Posted 2012-12-09 05:36:00
In the good old days, one would just drop a dead chicken (or cat, or other full carcass) into the pit to revitalize the organic breakdown. That assumes you have access to the tank/pit from above, and ready access to a dead animal. Personally, I Like the idea of a 1kg can of eco-friendly bacterial culture that khunPer mentions.
Posted 2012-12-09 07:34:20
After speaking with a Thai neighbour who is an engineer, who agrees it's caused by ground water seepage. I have decided to have the existing septic tanks for toilet waste dug out and install concrete base & rings for sealing the tanks. The grey water holding tanks are OK. Reason for doing so is moving overseas for a few years & renting out the property - do not want any complaint from tenants. Total cost for two septic tanks and labour 20k baht from Thai family who are in housing construction. Will also use the starter bacterial culture.
Thanks for the tips and suggestions.
Posted 2012-12-09 08:43:17
We also have this problem. The way you go about rectifying this problem depends to some extent on your specific circumstances, e.g. space available in yard, how well your yard can shed/absorb rain water, whether your yard gets runoff from the street of neighbours yeards, ground levels relative to street drain system and between toilet and top septic, etc. As one poster has mentioned, one approach is to remove the standard concrete tank (that lets in ground water) and replace it with something more sealed ... if you can get in to do the work. Of course all septic have some point where water can get in ... remember that in really heavy rain events some people will have water pooling above ground that might enter through a ventilation opening. If this combines with rain over preceding days (elevated groundwater level) then you have a real problem. In our situation we have limited options and during very wet periods we have to use an automatic submersible pump system to remove water from the top of the tank and put it into a PVC stormwater line that we installed .... this runs to a large nearby paddock. We already have seperate grey water tanks but this does not help enough to prevent the problem occurring.
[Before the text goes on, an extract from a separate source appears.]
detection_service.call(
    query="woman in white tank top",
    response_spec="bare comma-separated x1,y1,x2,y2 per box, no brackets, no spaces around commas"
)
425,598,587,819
Posted 2012-12-14 00:45:44
The top of a septic tank and it's drain pipes or lines should be lower than the plumbing in the house. There should be at least 1 inch of fall for every 10 feet of run in the pipe slope to assure water flow. If this is done, the septic tank will overflow onto the ground before the plumbing in the house stops up. That isn't a pretty sight either, but the ground will eventually absorb and break down the mess.
Using too much bleach will kill the organisms in the tank, but a reasonable amount won't because it will be too diluted. Also, bleach breaks down fast once exposed to air or water. I'm all for inoculating the tank periodically with the powdered stuff for that purpose. You can flush it down a toilet to make it easier.
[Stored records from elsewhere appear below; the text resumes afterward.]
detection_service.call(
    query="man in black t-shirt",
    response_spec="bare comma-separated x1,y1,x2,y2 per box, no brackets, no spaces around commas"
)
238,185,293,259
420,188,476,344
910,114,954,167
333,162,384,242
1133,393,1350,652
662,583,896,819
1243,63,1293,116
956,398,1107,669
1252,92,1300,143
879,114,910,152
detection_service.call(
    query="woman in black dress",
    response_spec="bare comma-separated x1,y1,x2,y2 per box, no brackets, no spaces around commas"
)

If you have a high water table and are determined to have sanitary sewer, you import a pile of good permeable dirt and make a large pile. That would be about 20' around and 10' tall. You would install your septic and drains above ground in that. Then your house drains would go into a small sealed tank with a float valve and automatic trash pump which would pump everything up into that elevated septic system.
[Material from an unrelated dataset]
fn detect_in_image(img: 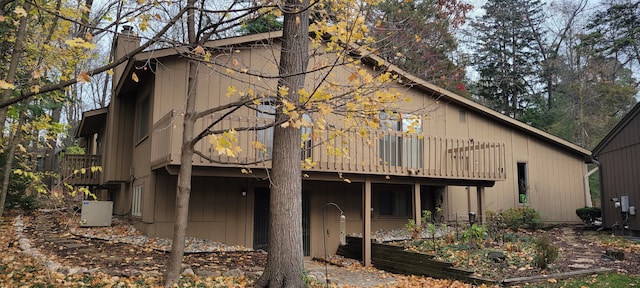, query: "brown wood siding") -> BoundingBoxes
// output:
[598,113,640,230]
Posted 2012-12-18 02:26:34
I used to have similar problems. The earth surrounding the two concrete tanks is nearly 100% clay, so no real seepage in or out. It filled up fast, especially with visitors, or lots of rain.
We dug out one side of the tank area, cut a trench about 60cm deep and a foot wide and 10-15 meters long, poked a hole in the first tank about a foot from the top, filled the area and trench with medium crushed stone up to the hole we poked, put a 2" dia blue pipe about 5+ feet long from the hole and down the trench, filled all with stone to within a few inches of grade, topped with clay/potting soil. Not a very big leach field. Transpiration from surface plants seems to be enough to use up the flow from the tank.
The system hasn't backed up, or filled with water since. We pump the poop now and then instead of pumping out water every week. I guess depending on the grade of your property, it may work, but if the whole area becomes a lake, all bets off.